中军牙帐内,韦待价听着副将一点点的陈述,他习惯性的垂下眼眸,如老僧入定一般,良久后方才问道:“阎温古那边有没有动向?”
副将回道:“依旧没有。”
听到此处,韦待价脸上才浮出一抹怒容,“守安西这么久,胆子都守没了?还是想等老夫和赞婆打的不可开交后他才坐收渔翁之利?”
既然你想贪功,那这个功劳即便给你又如何?你远在安西,老夫此役结束后便返回洛京,届时如何对天后禀报,可就由不得你了!阎温古,你今日这般欺我,他日老夫定不会饶了你!
吐蕃的三万精兵已经被唐休璟吃掉了,也就是说吐蕃在兵力上,其实已经处于劣势,就算他韦待价高歌猛进,在吐蕃眼皮子底下进了弓月,赞婆又岂敢围攻?
一旦战事打起来,南方阎温古出兵,与韦待价形成合围之势,一旦形成这种形式,说不得赞婆的十几万大军都要溃败,所以赞婆赌不起!
想通了这一观点,韦待价便下令道:“全军加速行军,抵达弓月城后在做休息,如若现在停滞不前,沿途冻死的将士将会越来越多!”
韦待价前进的部署是对的,大军停滞不前,对唐军百害无利,可是他的战略部署却是大错特错,他不像唐休璟那样,对赞婆的性格有十分清晰的认知。
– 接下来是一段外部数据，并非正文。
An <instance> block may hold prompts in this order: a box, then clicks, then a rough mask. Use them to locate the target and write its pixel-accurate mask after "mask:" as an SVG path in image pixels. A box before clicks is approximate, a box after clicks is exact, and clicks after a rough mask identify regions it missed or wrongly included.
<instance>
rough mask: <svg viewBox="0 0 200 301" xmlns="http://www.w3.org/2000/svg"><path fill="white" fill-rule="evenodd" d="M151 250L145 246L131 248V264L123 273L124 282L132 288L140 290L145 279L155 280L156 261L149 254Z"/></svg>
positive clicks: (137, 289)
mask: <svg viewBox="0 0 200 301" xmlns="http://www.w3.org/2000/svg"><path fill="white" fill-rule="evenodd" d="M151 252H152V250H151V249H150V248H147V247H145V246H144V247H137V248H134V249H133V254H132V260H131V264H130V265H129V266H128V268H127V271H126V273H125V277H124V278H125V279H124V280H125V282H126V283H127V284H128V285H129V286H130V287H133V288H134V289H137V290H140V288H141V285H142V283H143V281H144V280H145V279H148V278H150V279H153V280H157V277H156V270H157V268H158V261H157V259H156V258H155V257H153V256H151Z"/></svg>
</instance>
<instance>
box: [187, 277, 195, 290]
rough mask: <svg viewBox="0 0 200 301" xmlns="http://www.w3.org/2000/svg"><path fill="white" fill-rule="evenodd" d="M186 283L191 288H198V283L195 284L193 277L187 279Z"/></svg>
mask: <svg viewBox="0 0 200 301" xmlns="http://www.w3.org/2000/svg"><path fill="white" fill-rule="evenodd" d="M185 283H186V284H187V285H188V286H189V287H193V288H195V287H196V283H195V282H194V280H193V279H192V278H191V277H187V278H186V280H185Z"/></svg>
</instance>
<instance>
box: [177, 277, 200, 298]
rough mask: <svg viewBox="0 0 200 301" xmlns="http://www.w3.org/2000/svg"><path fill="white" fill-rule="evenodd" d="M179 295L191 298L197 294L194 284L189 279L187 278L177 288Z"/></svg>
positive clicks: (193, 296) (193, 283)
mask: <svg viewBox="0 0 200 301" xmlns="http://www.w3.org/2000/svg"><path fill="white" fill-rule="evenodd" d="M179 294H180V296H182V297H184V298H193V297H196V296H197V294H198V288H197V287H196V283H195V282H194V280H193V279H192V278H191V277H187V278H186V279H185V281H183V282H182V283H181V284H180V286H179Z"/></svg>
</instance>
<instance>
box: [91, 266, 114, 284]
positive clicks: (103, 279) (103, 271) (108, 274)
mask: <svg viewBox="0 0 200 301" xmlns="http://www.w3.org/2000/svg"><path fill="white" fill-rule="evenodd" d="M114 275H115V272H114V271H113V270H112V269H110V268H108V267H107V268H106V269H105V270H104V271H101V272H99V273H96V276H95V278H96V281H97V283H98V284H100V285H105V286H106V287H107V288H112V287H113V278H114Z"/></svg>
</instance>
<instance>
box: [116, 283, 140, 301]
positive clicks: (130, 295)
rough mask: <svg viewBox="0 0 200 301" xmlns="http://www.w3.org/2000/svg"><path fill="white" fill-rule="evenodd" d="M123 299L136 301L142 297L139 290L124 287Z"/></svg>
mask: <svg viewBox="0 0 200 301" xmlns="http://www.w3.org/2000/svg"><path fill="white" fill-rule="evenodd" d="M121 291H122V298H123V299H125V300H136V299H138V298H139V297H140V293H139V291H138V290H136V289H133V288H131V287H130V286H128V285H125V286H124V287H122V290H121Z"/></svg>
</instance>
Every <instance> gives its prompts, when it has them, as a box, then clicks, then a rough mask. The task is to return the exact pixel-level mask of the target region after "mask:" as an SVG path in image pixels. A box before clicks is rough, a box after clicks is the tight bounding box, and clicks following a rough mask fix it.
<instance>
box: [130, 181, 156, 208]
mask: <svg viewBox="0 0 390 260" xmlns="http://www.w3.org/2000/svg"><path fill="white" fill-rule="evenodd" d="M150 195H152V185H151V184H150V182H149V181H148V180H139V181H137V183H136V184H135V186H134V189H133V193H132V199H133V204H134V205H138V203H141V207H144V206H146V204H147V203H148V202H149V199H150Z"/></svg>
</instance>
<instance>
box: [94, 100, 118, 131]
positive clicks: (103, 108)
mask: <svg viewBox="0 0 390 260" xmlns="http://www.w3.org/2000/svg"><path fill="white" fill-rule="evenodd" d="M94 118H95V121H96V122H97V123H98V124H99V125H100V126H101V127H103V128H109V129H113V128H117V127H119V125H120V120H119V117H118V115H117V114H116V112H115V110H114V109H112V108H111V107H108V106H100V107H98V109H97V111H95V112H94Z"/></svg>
以赞婆冒险的性格,他肯定会速战速决,在唐军还没抵达弓月,从而在寅识珈河来一场狙击战。
此刻陈溪和卢子柠依旧在西突厥部落的高原上观察着韦待价的军队,当看到韦待价依旧快速行军的时候,陈溪眉头深深皱起。
“难倒我的情报没有传递到韦大总管的牙帐?”
卢子柠摇摇头道:“传到了,但是他还是选择进军,想快速抵达弓月城,不然依照这种天气,唐军若是中途停滞,死伤的将士将会更多!”
陈溪忧心忡忡的道:“可是只要在等两日,一旦辎重兵到了,所有的局势就会逆转,现在赞婆的军队不知道埋伏在哪里,但一定会在唐军抵达寅识迦河的时候给予一场狙击战,难倒韦大总管不知晓么?”
卢子柠回道:“他知道,但是他断定赞婆不敢出兵,就是凭借河南的阎温古九万大军。”
大约过了两个时辰,唐军浩浩荡荡的抵达了寅识迦河流域,弓月城就在眼前十里的地方,所有唐军,包括韦待价都松了一口气,果然赞婆不敢出兵。
可是还没松懈一炷香的时辰,就看到从阿拉山口突然冲出大片吐蕃轻骑军,成锥形疯狂朝韦待价扑来。
韦待价一副不敢相信的样子,立刻让大军维持防守阵型,不能让吐蕃轻骑冲进阵营。
同样的,陈溪和卢子柠也不敢相信,陈溪睁大了眼睛道:“原来赞婆的军队一直藏匿在阿拉山?他居然眼睁睁的看着唐军的辎重和唐公的五千精兵吃掉了自己三万大军而无动于衷?”
阿拉山位于白杨河西南不远的地方,站在阿拉山上可以清楚看到白杨河的动态,谁又能想到赞婆的中军居然在这里?而且他们居然眼睁睁的看着自己三万精兵被唐军吃掉却岿然不动?
这种吐蕃兵,简直就是一批贪婪的狼!当唐休璟设计引诱他们的时候,他们居然将计就计!